Музыка была, пожалуй, единственной областью культуры, в которой универсальный гений Леонардо выступал с импровизациями.
Мы помним, что он не любил писать по сырой штукатурке, потому что все время медлил, сомневался, обдумывал, помним, что он работал долго и часто не завершал начатого. Музыка была единственной стихией, в которой он не боялся «писать по сырому», не испытывал страха, что «сырое» отвердеет раньше, чем он завершит работу.
К сожалению, импровизация еще менее восстановима, чем осыпавшаяся фреска.
Импровизацию реставрировать невозможно.
Она живет лишь в те минуты, пока живет.
Поэтому все авторы жизнеописаний Леонардо, излагая его импровизации, в сущности, лишь повторяли сюжеты записанных им басен и историй.
И все же художественные исследователи этой жизни — Мережковский в начале нашего века и Нардини в наши дни — попытались что-то восстановить.
Послушаем их, не забывая, что это не больше чем копия с того, что безвозвратно исчезло. Копия-фантазия.

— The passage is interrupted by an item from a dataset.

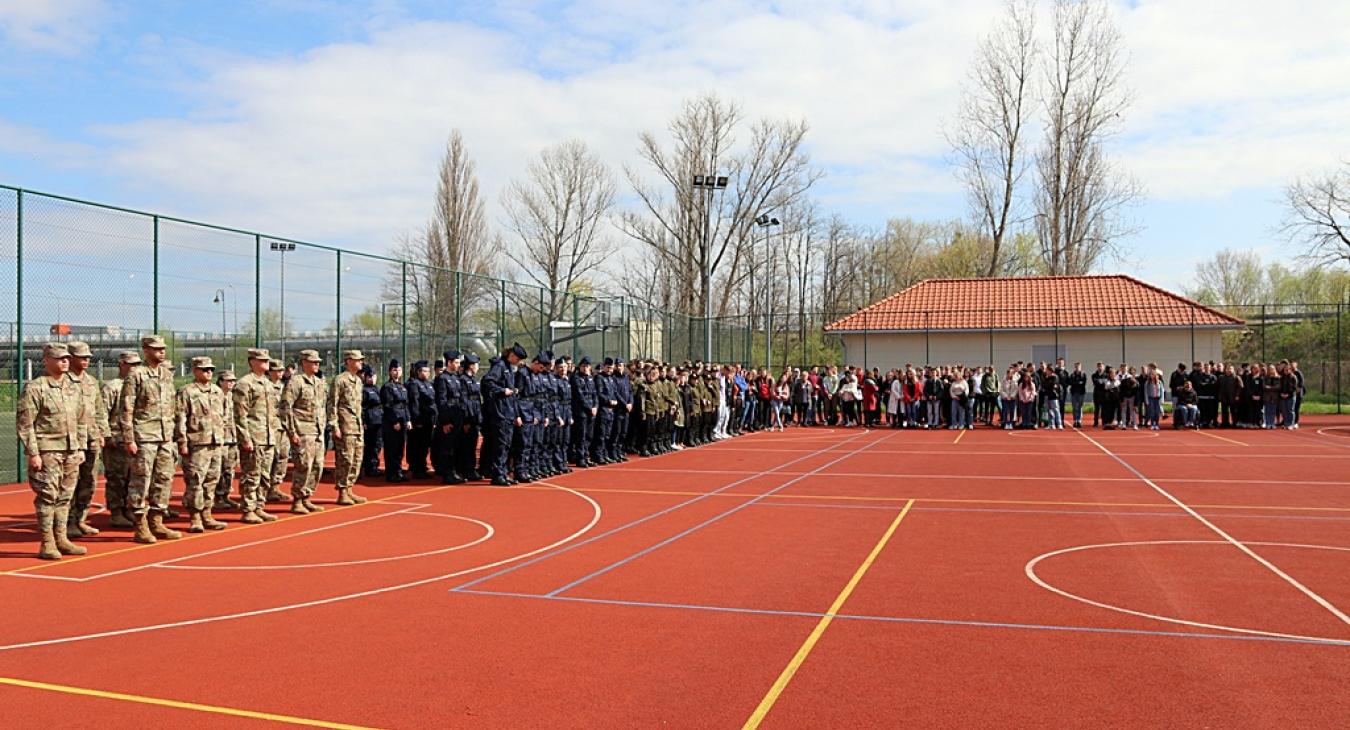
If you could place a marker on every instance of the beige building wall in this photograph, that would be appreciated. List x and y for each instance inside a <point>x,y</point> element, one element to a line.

Вот что рассказывает Леонардо Джоконде в романе Мережковского:
«— Корабельщики, живущие на берегах Киликии, уверяют, будто бы тем, кому суждено погибнуть в волнах, иногда, во время самых страшных бурь, случается видеть остров Кипр, царство богини любви. Вокруг бушуют волны, вихри, смерчи, и многие мореходы, привлекаемые прелестью острова, сломали корабли свои об утесы, окруженные водоворотами. О, сколько их разбилось, сколько потонуло! Там, на берегу, еще виднеются их жалобные остовы, полузасыпанные песком, обвитые морскими травами: одни выставляют нос, другие — корму; одни — зияющие бревна боков, подобные ребрам полусгнивших трупов, другие — обломки руля. И так их много, что это похоже на день Воскресения, когда море отдаст все погибшие в нем корабли. А над самым островом — вечно голубое небо, сияние солнца на холмах, покрытых цветами, и в воздухе такая тишина, что длинное пламя курильниц на ступенях перед храмом тянется к небу, столь же прямое, недвижное, как белые колонны и черные кипарисы, отраженные в зеркально-гладком озере. Только струи водометов, переливаясь через край и стекая из одной порфировой чаши в другую, сладко журчат. И утопающие в море видят это близкое тихое озеро; ветер приносит им благовоние миртовых рощ — и чем страшнее буря, тем глубже тишина в царстве Киприды.
Он умолк; струны лютни и виолы замерли».
А вот попытка восстановить невосстановимое у Бруно Нардини.
Когда Леонардо писал портрет Чечилии Галлерани (известный сегодня как портрет «Дамы с горностаем»), по зале бегал горностай, пугая юных дам, окружавших неподвижно сидевшую Чечилию. Леонардо успокаивал их какой-нибудь импровизацией, обращаясь в первую очередь к Чечилии.
«Однажды горностай бежал по заснеженной вершине горы. Охотники увидели его…»
Я отношусь с большим уважением к работе Бруно Нардини, но ловлю себя на том, что мне не по себе сейчас.
Нельзя воссоздать то, что безвозвратно утрачено, — как музыку, сочиненную в озарении, не записанную и забытую… забытую навсегда.
Закончилась история тем, что горностай, оказавшись перед выбором, убежать ли в растопленный солнцем нечистый снег, испачкав белоснежное одеяние, или остаться на последнем клочке нерастаявшего снега, не тронулся с места, и охотники его убили.
Иносказательный смысл этой истории не требует пояснения.